Starbucks Annual Meeting: Presents Initiatives, Yet Stock Issues Persist (SBUX)

March 19, 2008 by Douglas A. McIntyre

Starbucks Corp. (NASDAQ: SBUX) is holding its annual shareholder meeting today (playing right now), and with shares having slid more than 50% from highs it can’t be any shock that the home of "coffeeflation" is initiating its new plan.  For starters, now that Howard Schultz has returned, the company is slowing what was its ridiculous "take over the coffee world" aggressive store opening strategy.  It has also tried to take some of the more time-demanding products that slow down the line at rush hour.

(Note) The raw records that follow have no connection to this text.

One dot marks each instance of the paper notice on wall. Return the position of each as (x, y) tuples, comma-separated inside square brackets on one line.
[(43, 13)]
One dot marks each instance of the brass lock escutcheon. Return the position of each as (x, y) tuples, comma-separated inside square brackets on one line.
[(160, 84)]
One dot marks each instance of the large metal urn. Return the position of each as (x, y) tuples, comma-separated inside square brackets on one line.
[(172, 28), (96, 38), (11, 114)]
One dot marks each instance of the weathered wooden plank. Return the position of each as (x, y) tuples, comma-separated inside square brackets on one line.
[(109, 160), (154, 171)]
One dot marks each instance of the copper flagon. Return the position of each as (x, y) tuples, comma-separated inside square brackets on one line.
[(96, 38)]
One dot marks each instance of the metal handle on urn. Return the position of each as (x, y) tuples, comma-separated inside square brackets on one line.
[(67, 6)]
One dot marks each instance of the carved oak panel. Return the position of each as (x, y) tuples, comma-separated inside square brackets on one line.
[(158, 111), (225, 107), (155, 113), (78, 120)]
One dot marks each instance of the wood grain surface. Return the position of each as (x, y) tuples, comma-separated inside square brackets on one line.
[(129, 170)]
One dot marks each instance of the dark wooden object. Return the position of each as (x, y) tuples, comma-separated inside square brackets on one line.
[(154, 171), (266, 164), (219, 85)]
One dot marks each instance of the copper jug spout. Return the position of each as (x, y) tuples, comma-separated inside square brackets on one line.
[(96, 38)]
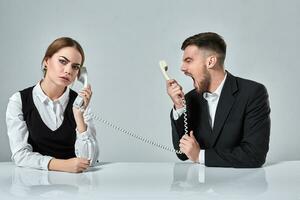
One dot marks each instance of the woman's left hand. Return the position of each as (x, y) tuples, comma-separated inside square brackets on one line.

In the first 30 minutes Schultz has noted that the company is very aware of the current challenges and the stock price, and assured that they are all highly motivated to remedy this.  Also noted was that the trends of a slowing traffic trend combined with much higher and record dairy prices that affect it.  International growth is still the big surge, even though it has been slowing US store growth plans.  Consumer products are still in the very early stages and the company believes that will be a $1 Billion segment.  As far as what’s ahead, Schultz said in the long initiative process that there are no sacred cows.  Our own comments on prior releases and issues:

Analyst estimates have already been brought down over the last quarter yet again and its earnings estimates out of First Call are $0.97 for fiscal Sept-2008 and $1.13 EPS for fiscal Sept-2009.  So at $18.25, its forward P/E ratio for this year is 18.8 and roughly 16.1 for forward 2009 numbers.  As far as valuations are concerned, this is far from dirt cheap and far from expensive.

The truth is that Starbucks hasn’t gone to hell in a hand basket.  It isn’t like you are thought of as a loser if you go there.  But it has lost its mojo and its days of being a growth stock are far behind in the rear view mirror.  Now it is a mature dominant brand that has competition from formerly uncool brands that is nipping it from all sides.

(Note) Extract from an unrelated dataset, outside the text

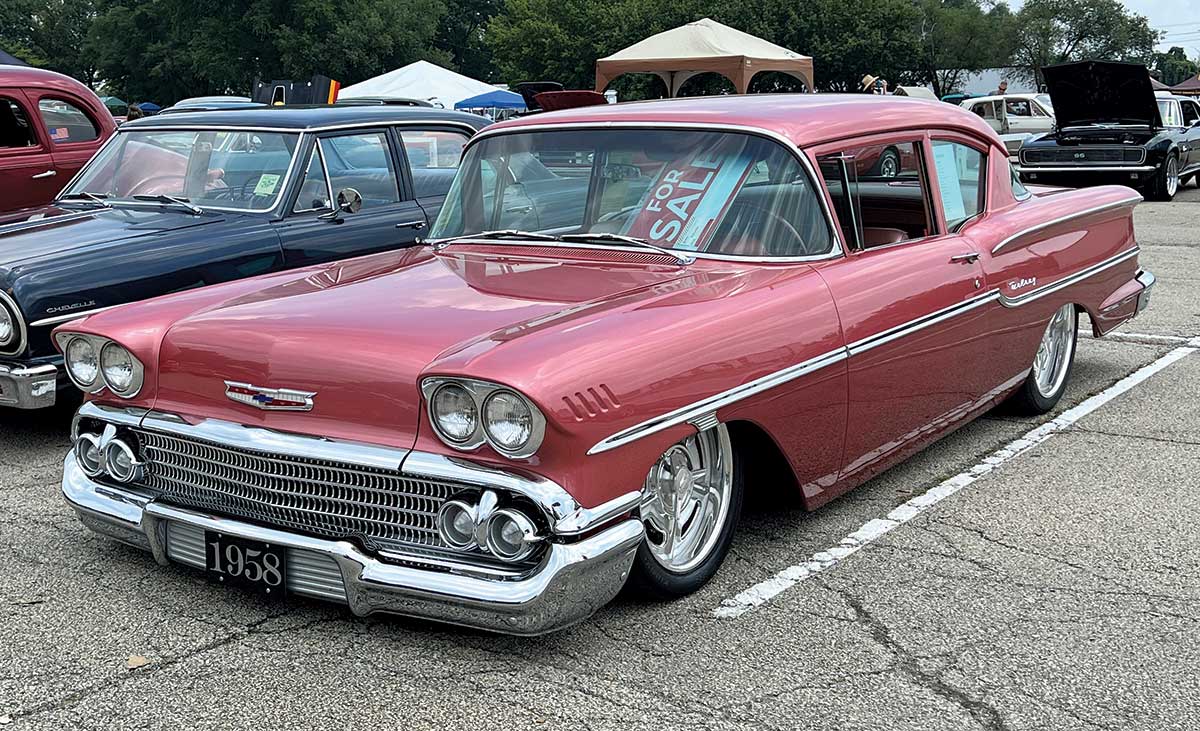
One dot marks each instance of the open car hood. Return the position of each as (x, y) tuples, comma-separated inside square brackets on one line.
[(1102, 93)]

The market cap is $13.2 Billion, down from what used to be $25+ Billion.  So we aren’t talking anymore about "a coffee shop with a 50 P/E…"  Now we are just talking about a coffee shop.  The share price of two years ago no longer matters.  Shareholders of today will just have to look at this as a maturing premium coffee company with a slowing consumer that is looking for ways to trim expenses, and the old mantra of driving real earnings growth will become primary.  Everything else is just spilled coffee.